Friday, May 28, 2021

Tampa Museum of Art joins Kerameikos + OpenRefine templates

The Tampa Museum of Art (TMA) has recently joined the Kerameikos project, supplying data and Creative Commons-licensed images for a dozen Attic vases that have been digitized so far as part of their new collections management system. These objects can be seen at the Kerameikos URI for the TMA.

Tampa Museum of Art
 

Importantly, this is the first collection normalized in OpenRefine and directly exported into the Linked Art CIDOC-CRM RDF/XML aggregation model. Previous collections from the British Museum and Fitzwilliam were reconciled to Kerameikos URIs in OpenRefine and then exported into CSV for external processing with PHP scripts. I'd like to get away from this bespoke scripting, and OpenRefine's export templates are more than adequate for generating RDF for import into the Kerameikos SPARQL endpoint.

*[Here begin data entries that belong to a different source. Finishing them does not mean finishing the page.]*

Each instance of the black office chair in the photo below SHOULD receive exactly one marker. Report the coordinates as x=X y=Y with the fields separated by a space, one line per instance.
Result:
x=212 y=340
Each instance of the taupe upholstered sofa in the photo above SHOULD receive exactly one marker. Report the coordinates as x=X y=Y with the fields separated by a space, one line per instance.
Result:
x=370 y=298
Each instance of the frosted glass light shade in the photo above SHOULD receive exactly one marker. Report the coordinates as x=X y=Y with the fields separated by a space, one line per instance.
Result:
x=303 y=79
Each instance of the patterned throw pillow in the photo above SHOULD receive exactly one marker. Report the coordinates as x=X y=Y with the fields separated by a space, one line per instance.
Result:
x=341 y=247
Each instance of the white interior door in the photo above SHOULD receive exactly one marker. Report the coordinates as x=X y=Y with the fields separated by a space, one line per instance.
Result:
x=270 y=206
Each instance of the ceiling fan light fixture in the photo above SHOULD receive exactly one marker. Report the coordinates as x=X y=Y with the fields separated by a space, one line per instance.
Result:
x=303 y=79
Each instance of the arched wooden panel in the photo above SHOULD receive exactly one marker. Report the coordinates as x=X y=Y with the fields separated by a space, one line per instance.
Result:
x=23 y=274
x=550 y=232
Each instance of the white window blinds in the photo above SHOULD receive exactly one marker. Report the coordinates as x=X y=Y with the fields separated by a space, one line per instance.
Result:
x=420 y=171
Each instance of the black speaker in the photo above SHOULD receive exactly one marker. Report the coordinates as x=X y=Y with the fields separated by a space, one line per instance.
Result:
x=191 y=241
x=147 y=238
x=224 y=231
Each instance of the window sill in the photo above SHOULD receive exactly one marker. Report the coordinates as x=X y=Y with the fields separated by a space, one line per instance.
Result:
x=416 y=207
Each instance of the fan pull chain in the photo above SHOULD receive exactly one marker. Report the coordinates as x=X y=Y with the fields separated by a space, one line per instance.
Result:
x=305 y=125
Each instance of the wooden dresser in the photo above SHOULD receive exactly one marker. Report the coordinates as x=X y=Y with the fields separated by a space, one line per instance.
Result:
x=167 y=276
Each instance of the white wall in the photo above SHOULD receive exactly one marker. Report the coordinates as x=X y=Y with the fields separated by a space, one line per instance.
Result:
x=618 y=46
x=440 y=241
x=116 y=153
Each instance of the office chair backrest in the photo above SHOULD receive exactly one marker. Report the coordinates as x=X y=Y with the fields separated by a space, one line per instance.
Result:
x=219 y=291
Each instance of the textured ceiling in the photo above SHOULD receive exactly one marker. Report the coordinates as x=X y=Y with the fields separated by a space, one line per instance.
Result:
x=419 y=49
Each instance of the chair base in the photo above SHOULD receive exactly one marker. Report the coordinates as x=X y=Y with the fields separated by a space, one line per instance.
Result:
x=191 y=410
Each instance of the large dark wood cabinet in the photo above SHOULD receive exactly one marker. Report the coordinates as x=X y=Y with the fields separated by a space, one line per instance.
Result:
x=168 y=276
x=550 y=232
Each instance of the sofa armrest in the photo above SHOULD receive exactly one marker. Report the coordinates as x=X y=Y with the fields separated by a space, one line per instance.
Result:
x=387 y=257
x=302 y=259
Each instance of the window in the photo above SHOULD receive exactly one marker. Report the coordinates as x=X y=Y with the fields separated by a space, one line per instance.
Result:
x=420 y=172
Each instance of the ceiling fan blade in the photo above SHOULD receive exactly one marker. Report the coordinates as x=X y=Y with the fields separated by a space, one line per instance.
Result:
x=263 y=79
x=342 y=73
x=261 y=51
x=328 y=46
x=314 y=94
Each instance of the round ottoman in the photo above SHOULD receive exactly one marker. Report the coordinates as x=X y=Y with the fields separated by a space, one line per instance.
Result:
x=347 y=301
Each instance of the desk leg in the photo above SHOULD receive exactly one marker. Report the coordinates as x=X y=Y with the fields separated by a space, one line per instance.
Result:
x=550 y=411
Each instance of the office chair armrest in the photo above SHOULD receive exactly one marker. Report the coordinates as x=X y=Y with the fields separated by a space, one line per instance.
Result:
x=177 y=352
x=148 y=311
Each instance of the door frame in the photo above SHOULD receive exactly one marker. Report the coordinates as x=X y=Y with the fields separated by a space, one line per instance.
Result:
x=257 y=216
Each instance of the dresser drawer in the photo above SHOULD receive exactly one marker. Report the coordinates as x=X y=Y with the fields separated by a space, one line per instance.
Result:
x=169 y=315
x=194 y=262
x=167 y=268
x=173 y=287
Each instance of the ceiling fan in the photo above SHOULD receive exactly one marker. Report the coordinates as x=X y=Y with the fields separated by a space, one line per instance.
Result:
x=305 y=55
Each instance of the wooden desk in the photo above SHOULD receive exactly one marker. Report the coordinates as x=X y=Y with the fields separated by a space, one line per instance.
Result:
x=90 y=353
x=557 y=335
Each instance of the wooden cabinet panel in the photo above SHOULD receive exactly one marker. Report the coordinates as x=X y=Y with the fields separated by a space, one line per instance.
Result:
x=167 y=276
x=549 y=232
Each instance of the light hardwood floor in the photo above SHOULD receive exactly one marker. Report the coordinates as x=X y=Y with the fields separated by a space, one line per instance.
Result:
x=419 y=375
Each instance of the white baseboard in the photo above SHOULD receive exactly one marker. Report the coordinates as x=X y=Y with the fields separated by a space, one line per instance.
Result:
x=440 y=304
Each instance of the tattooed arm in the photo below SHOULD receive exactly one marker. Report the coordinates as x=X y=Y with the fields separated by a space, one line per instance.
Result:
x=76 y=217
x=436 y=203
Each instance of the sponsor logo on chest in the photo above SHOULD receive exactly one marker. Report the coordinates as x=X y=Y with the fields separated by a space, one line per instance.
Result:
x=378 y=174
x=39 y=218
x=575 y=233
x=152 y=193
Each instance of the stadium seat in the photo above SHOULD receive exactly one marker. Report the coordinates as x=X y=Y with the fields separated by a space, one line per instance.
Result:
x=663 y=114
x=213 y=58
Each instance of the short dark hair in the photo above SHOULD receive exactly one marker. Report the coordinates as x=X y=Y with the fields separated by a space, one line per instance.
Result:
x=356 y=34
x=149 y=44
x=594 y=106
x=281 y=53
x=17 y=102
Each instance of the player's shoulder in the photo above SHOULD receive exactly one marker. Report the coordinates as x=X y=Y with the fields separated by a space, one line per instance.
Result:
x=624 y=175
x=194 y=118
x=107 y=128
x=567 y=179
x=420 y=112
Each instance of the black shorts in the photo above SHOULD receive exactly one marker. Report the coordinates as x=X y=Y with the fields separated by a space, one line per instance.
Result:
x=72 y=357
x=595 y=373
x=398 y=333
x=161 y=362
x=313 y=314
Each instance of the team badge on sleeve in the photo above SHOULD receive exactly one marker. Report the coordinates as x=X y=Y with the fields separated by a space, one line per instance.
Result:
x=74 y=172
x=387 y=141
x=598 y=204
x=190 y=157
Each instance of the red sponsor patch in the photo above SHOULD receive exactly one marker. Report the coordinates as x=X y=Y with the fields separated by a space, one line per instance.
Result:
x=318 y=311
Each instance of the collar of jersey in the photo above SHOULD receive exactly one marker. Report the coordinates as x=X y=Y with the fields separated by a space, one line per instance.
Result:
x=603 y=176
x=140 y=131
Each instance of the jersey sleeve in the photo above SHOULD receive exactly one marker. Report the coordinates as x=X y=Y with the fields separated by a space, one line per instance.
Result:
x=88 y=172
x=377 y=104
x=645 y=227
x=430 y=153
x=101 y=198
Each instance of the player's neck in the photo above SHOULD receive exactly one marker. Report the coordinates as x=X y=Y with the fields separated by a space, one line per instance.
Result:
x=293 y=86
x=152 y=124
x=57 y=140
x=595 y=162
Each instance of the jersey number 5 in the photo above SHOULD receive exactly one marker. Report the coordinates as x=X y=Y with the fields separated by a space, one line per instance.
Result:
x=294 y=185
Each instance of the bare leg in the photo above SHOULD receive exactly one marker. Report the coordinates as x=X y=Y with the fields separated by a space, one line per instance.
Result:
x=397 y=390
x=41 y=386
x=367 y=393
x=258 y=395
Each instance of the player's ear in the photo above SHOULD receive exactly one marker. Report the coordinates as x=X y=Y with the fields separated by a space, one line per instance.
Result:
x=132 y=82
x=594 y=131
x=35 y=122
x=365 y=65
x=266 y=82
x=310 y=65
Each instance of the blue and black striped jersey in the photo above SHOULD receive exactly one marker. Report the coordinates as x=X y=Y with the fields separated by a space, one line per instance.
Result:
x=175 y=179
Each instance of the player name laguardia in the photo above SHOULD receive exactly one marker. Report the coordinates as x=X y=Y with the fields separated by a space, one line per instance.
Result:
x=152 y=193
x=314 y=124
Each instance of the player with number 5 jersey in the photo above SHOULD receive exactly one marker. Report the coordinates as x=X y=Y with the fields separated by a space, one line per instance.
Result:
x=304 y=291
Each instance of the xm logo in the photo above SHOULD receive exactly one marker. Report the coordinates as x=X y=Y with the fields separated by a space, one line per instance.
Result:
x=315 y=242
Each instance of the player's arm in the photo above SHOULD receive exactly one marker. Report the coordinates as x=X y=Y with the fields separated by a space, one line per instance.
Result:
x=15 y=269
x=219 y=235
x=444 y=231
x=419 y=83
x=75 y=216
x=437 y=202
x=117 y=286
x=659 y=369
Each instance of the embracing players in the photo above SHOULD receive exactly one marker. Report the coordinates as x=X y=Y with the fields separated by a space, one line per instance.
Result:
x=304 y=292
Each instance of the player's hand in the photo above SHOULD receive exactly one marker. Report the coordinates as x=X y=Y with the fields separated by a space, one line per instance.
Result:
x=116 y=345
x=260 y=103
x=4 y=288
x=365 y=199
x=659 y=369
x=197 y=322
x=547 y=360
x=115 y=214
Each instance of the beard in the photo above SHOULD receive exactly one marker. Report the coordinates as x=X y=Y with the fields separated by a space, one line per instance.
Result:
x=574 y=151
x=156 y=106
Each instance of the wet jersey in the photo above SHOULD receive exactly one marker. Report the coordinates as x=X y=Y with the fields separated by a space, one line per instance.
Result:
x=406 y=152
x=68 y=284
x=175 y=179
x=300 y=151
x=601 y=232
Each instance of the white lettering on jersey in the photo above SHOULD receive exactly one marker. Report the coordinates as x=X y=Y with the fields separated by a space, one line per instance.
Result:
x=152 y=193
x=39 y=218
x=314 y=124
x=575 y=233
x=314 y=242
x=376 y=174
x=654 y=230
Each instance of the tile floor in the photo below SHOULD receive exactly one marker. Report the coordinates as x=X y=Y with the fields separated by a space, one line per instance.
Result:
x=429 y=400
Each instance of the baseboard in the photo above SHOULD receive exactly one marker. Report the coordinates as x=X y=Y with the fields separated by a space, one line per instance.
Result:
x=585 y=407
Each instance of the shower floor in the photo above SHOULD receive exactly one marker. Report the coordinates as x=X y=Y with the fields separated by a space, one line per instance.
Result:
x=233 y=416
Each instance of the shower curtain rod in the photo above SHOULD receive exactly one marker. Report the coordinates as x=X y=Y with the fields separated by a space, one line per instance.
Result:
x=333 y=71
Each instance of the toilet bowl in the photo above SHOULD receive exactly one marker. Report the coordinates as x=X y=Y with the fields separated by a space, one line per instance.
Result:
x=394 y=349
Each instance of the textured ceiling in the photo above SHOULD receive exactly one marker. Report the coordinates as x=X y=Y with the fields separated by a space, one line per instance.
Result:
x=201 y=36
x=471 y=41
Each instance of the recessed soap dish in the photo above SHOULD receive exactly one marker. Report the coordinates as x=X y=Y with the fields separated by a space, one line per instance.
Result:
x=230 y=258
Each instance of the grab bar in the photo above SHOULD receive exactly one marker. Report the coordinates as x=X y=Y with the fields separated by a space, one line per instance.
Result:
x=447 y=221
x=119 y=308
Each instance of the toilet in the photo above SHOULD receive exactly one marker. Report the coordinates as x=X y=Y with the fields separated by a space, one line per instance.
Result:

I have added this template into Gist, and hopefully other projects can use them to do their own reconciliation and normalization, and provide RDF to us without me personally doing this work. In the longer term, we are aiming to harvest Linked Art JSON-LD directly, which I had previously prototyped in October 2019 with data from the Indianapolis Museum of Art.

First, you can see the TMA spreadsheet, post-reconciliation, here.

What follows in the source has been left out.